The theme and outlook of “The Stranger” are highly indicative of the philosophy of the absurd, which Camus played an instrumental role in developing. Having only heard bits and pieces of absurdism in the past, reading “The Stranger” was my formal introduction. I was equally appalled and in agreement with Meursault’s detached approach to life. In many ways, I thought Meursault had gotten it all figured out. It was as if he had completely seen through the absurdity and pointlessness of living and had relegated himself to the role of the observer, beyond the desires and concerns of our three-dimensional world. I found this to be appealing. After all, I believed my suffering to be a direct result of caring and feeling too much. If I could just become detached like Meursault, nothing in life could bother me anymore. However, I came to the conclusion that such an endeavor is also meaningless, for I am still human and emotional detachment is virtually impossible. And what “The Stranger” ultimately accomplished for me was the realization that the emotional anguish that I treated like a curse eventually turned out to be a blessing. Whenever I write, the depth and intensity of what I feel becomes a gift, a rich source of human experience. As a result, my writing has become more meaningful and my emotional state more stable.
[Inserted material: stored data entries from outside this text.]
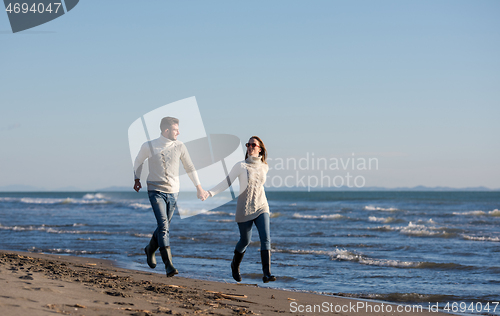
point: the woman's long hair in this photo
(263, 150)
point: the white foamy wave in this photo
(321, 217)
(384, 228)
(206, 212)
(382, 219)
(470, 213)
(55, 201)
(142, 235)
(140, 206)
(346, 255)
(495, 212)
(97, 196)
(44, 201)
(306, 252)
(52, 230)
(191, 212)
(481, 238)
(422, 230)
(374, 208)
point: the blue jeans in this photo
(262, 224)
(164, 205)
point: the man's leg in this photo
(262, 223)
(163, 209)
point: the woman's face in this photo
(253, 151)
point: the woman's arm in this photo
(235, 172)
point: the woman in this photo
(252, 206)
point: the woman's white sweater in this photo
(252, 199)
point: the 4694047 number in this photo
(35, 8)
(478, 307)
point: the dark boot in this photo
(166, 256)
(235, 265)
(150, 252)
(265, 256)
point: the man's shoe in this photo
(166, 256)
(235, 265)
(150, 250)
(265, 256)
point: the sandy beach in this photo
(41, 284)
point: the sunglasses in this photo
(253, 145)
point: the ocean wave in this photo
(141, 235)
(140, 206)
(385, 228)
(383, 219)
(470, 213)
(403, 297)
(70, 251)
(346, 255)
(206, 212)
(320, 217)
(375, 208)
(422, 230)
(56, 201)
(495, 212)
(52, 230)
(481, 238)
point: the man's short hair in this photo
(167, 122)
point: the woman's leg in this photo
(262, 223)
(245, 236)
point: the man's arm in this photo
(193, 175)
(143, 154)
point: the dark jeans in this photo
(262, 224)
(164, 205)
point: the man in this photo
(164, 154)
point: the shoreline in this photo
(44, 284)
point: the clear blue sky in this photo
(414, 83)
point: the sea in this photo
(404, 247)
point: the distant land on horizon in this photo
(28, 188)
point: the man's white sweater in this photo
(252, 200)
(163, 156)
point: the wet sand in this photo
(41, 284)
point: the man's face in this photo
(172, 132)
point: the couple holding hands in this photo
(164, 155)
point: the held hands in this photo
(137, 185)
(201, 194)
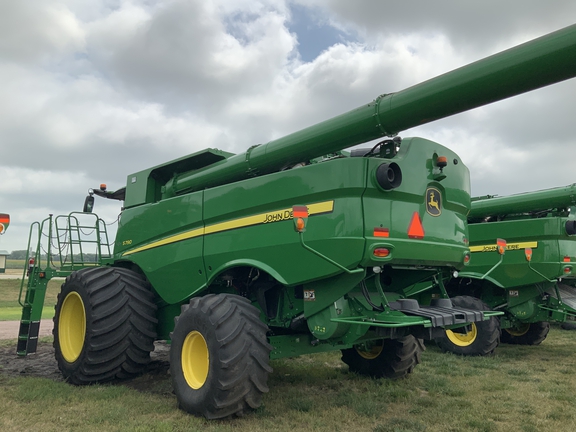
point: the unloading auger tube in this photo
(555, 198)
(538, 63)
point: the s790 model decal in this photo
(509, 246)
(262, 218)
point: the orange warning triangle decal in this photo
(415, 229)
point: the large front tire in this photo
(388, 358)
(480, 338)
(104, 325)
(219, 357)
(526, 334)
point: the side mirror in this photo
(88, 204)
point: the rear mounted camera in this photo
(389, 176)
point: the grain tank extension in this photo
(293, 247)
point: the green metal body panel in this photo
(525, 289)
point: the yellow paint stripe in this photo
(509, 246)
(262, 218)
(183, 236)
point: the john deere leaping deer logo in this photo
(433, 202)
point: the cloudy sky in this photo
(93, 91)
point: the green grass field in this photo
(521, 388)
(10, 309)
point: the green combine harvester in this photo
(293, 247)
(4, 222)
(532, 283)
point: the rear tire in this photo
(388, 358)
(104, 325)
(219, 356)
(482, 337)
(527, 334)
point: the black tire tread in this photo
(241, 355)
(120, 325)
(398, 358)
(488, 337)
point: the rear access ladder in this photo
(62, 245)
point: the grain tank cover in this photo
(146, 186)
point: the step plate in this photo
(438, 315)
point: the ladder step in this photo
(28, 337)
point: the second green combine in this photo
(532, 281)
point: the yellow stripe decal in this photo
(509, 246)
(263, 218)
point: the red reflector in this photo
(299, 211)
(415, 229)
(381, 232)
(381, 252)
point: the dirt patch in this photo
(43, 364)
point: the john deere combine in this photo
(292, 247)
(532, 283)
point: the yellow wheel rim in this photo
(72, 327)
(372, 354)
(463, 339)
(519, 331)
(195, 360)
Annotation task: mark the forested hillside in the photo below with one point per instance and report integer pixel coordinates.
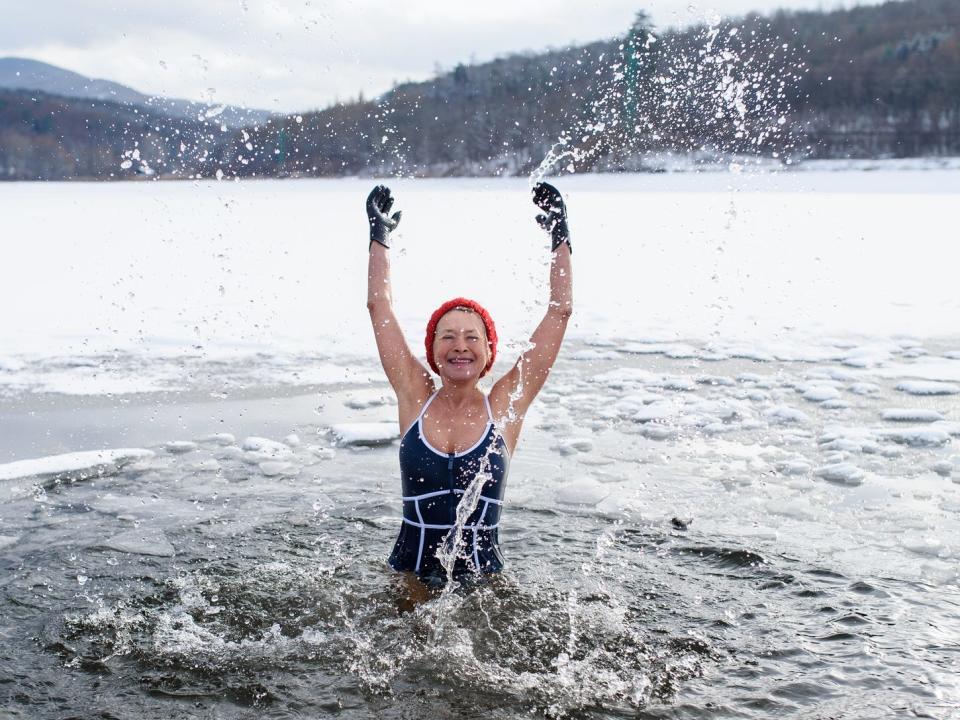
(866, 82)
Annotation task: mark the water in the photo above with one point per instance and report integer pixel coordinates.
(734, 498)
(691, 566)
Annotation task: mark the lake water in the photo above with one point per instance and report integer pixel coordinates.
(738, 495)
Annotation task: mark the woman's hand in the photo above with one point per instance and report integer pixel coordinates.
(554, 219)
(379, 203)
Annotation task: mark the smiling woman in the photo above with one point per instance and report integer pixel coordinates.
(457, 442)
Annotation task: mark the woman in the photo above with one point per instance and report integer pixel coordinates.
(457, 442)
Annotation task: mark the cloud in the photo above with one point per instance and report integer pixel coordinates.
(304, 54)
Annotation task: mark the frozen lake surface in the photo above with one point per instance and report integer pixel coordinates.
(739, 493)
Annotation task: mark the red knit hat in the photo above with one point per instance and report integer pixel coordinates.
(465, 304)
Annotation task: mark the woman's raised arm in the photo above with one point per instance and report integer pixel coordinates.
(514, 392)
(408, 377)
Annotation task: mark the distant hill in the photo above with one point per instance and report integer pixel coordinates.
(25, 74)
(873, 81)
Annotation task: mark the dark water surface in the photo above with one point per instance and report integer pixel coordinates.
(206, 582)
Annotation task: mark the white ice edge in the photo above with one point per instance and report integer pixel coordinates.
(72, 466)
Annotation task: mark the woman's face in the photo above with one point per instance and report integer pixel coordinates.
(460, 346)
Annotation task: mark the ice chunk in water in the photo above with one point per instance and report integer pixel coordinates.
(73, 466)
(572, 446)
(917, 437)
(218, 439)
(585, 491)
(259, 449)
(272, 468)
(843, 473)
(928, 387)
(381, 433)
(141, 541)
(784, 414)
(816, 392)
(910, 415)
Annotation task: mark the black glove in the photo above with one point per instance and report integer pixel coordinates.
(379, 202)
(554, 221)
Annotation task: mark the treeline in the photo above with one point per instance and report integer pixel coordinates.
(47, 137)
(865, 82)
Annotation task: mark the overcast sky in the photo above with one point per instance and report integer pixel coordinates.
(287, 55)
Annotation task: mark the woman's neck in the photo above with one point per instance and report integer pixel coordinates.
(456, 394)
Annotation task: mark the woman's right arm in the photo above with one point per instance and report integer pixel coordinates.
(409, 378)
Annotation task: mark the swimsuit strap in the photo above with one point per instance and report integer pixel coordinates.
(486, 401)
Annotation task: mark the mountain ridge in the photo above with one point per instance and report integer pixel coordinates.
(18, 73)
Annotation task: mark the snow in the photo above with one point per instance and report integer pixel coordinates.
(376, 433)
(585, 491)
(843, 473)
(140, 541)
(910, 415)
(73, 466)
(204, 282)
(928, 387)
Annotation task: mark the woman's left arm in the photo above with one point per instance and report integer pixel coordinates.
(515, 391)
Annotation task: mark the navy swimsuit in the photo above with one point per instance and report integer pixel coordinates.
(433, 483)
I don’t think Camus intended to frame Meursault as some sort of ideal human being. In fact, I believe quite the opposite. Yes, adhering to absurdism does involve the keen understanding of how absurdly pointless and futile our existence is. But the conclusion that one should derive from this perspective should not be one of extreme resignation and indolence. Actually, it should be one of exaltation, a peerless sense of exuberance that life’s limited and absurd offerings are reasons to consider it valuable. As much as Camus wrote about a stranger, I also found an unexpected friend, someone who elevated my worldview which continues to inform my approach to life, even if it is in disagreement.
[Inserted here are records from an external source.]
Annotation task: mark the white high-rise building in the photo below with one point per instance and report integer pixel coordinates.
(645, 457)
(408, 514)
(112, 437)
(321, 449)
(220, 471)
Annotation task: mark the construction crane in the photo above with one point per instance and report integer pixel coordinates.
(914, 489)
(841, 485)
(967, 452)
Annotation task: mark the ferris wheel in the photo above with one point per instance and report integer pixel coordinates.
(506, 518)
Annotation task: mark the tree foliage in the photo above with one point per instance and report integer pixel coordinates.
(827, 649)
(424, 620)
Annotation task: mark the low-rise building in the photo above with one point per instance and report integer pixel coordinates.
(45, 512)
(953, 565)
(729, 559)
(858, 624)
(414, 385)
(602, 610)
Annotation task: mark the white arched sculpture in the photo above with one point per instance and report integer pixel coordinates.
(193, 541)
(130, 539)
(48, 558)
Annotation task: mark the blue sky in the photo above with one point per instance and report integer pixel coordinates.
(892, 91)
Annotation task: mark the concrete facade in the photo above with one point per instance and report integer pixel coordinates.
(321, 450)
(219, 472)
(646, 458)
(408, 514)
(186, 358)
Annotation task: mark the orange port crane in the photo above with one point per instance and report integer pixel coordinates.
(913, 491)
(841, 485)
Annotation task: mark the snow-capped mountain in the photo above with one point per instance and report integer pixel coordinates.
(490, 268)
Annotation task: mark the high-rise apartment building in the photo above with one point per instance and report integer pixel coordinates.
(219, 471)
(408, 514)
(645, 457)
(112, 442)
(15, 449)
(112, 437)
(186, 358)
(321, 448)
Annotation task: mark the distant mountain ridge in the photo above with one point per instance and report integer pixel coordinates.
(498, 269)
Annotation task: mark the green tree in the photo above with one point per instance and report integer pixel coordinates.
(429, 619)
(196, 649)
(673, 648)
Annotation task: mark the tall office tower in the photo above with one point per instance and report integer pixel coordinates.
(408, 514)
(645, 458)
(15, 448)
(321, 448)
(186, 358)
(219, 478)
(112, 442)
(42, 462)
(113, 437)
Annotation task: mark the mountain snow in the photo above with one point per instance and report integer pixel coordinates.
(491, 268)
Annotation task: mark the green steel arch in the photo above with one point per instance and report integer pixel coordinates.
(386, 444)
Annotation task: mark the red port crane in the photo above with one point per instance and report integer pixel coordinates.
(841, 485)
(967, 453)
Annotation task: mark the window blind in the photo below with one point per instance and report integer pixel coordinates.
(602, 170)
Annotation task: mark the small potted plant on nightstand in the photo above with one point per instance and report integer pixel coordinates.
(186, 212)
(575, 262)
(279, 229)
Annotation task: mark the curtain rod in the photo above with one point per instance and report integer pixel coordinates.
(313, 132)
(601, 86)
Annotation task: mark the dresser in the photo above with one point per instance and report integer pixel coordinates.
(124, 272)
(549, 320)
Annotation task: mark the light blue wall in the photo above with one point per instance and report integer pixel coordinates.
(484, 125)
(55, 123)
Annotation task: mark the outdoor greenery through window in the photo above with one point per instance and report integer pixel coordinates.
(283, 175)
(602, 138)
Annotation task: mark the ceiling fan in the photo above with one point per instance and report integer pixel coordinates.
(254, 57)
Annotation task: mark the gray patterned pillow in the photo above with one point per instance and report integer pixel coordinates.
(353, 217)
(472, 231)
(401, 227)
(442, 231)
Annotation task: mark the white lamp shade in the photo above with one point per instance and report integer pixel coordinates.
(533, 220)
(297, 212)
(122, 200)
That all being said, should students be forced to read over the summer, especially considering how life-changing a great novel can be? I say no. You can’t force teenagers to do anything, really. We’ll just bark back with even stronger refusal. Developing a taste and desire for literature has to come naturally to the individual. However, what a teacher may do is provide a channel where kids may develop a sense of literature’s overall importance to becoming a three-dimensional being. Great teachers are as important to a student’s emotional and moral life as any other spiritual guide is. They should not be sheepish in their conviction in the power of great literature. Creating an interest in reading is as much the teacher’s job as it is the student’s. High school teachers should try to understand where their students live emotionally by engaging in their naïve existential questions, their adolescent fascination with the darker aspects of the human mind and their fear of becoming a responsible, functioning adult. Great books and writers have confronted these problems for centuries. If the teacher can forge a connection between these two things, so that reading is as much a cathartic experience as it is entertainment, then I believe students will dig out a few hours during the summer to have their lives changed just as I have.